Dever ter alguma associação de Dependentes de Tetris Anônimos. Se houver, entraria, sem dúvida. Não posso chegar perto do jogo, não consigo parar. Sou tão viciada que celebrei o trailer do filme Tetris, que a Apple vai lançar no final de março. Estrelado por Taron Egerton (de quem sou fã), o filme reconta a incrível história de como o jogo foi criado e ganhou o mundo. O jogo perfeito, como chamam. E é.
Tetris tem uma base simples de formar um quebra-cabeça. As peças vão caindo do topo até o chão, e o que você precisa fazer é controlar o encaixe dessas peças – girando, empurrando para o lado – até que forme linhas completas ou caixas perfeitas, que desaparecem e tudo recomeça mais rápido até que a velocidade é tamanha e você… perde. Basicamente mesmo que você avance incrivelmente, a probabilidade de criar um novo trabalho inacabado aumenta. Isso desencadeia uma motivação para tentar de novo e de novo e quando você menos espera, se passaram horas.
Especialistas – incluindo psicólogos – tentaram encontrar a razão do vício rápido provocado por tetris, com muitos estudos e definiram um fenômeno que ficou conhecido como “efeito Tetris”. “Tetris cria um mundo onde a ação é mais rápida do que o pensamento – e isso é parte da chave do motivo pelo qual é tão absorvente. Ao contrário de grande parte da vida, o Tetris faz uma conexão imediata entre nossa percepção de como podemos resolver um problema e os meios para começar a agir sobre ele”, escreveu Tom Stafford em um artigo de 2012 que investiga a Psicologia do Tetris.

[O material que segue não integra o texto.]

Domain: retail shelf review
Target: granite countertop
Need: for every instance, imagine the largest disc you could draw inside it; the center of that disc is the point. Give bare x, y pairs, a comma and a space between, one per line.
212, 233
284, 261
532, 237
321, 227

O jogo – considerado um dos primeiros videogames – foi criado em 1984 por Alexey Pajitnov, um engenheiro de software da antiga União Soviética. Ele estava trabalhando em um teste em um programa que estava desenvolvendo e usou o conceito do jogo pentomino, um quebra-cabeça onde todas podem ser organizadas combinando cinco quadrados até que consiga organizar as 12 peças sem espaços dentro da caixa. No caso do programa de Alexey, ele reduziu para quatro quadrados em sete formas em vez de 12. Como gostava de tênis, o engenheiro batizou o software de Tetris, uma combinação do número 4 em grego (tetra) com tênis. Incrível, não? Claro, já com o protótipo ele mesmo ficou viciado.
Pois é, o filme vai mostrar como – em plena Guerra Fria – o Tetris saiu do bloco soviético para o mundo capitalista. A história é genuinamente incrível.

Depois de criar o programa, os engenheiros russos com acesso a um Electronika 60 também curtiram o jogo, que ficou popular entre eles mesmo sem recursos gráficos e pouca memória. A chance do upgrade veio quando Alexey ganhou uma missão de adaptar seu jogo para um computador mais evoluído, o IBM PC, que tinha melhores gráficos. Para ajudá-lo, chamou um estudante de 16 anos, Vadim Gerasimov (hoje um dos engenheiros do Google). Foi uma febre imediata. Logo todos russos com acesso a um computador tinham Tetris rodando neles.
Em um regime comunista, sem surpresa, apesar do grande sucesso, não havia retorno financeiro para seu criador. Até porque, todas as idéias e direitos pertenciam ao Estado. Nem mesmo Alexey Pajitnov sequer tinha imaginado que ele tinha um “produto” em mãos ou existia o conceito de “pirataria”. Quem gostava do Tetris, copiava o jogo em disquetes e compartilhava, inclusive em outros países da Cortina de Ferro. Na Hungria, que era um pouco mais aberta para cultura ocidental, um vendedor da Andromeda (uma empresa de software), Robert Stein, conheceu o jogo. Isso já era em 1986. Robert percebeu o potencial imediatamente e queria os direitos para vender. Mandou um telex (na época, antes de fax, era o SMS ou whatsapp da época) para Alexey, que nem falava inglês.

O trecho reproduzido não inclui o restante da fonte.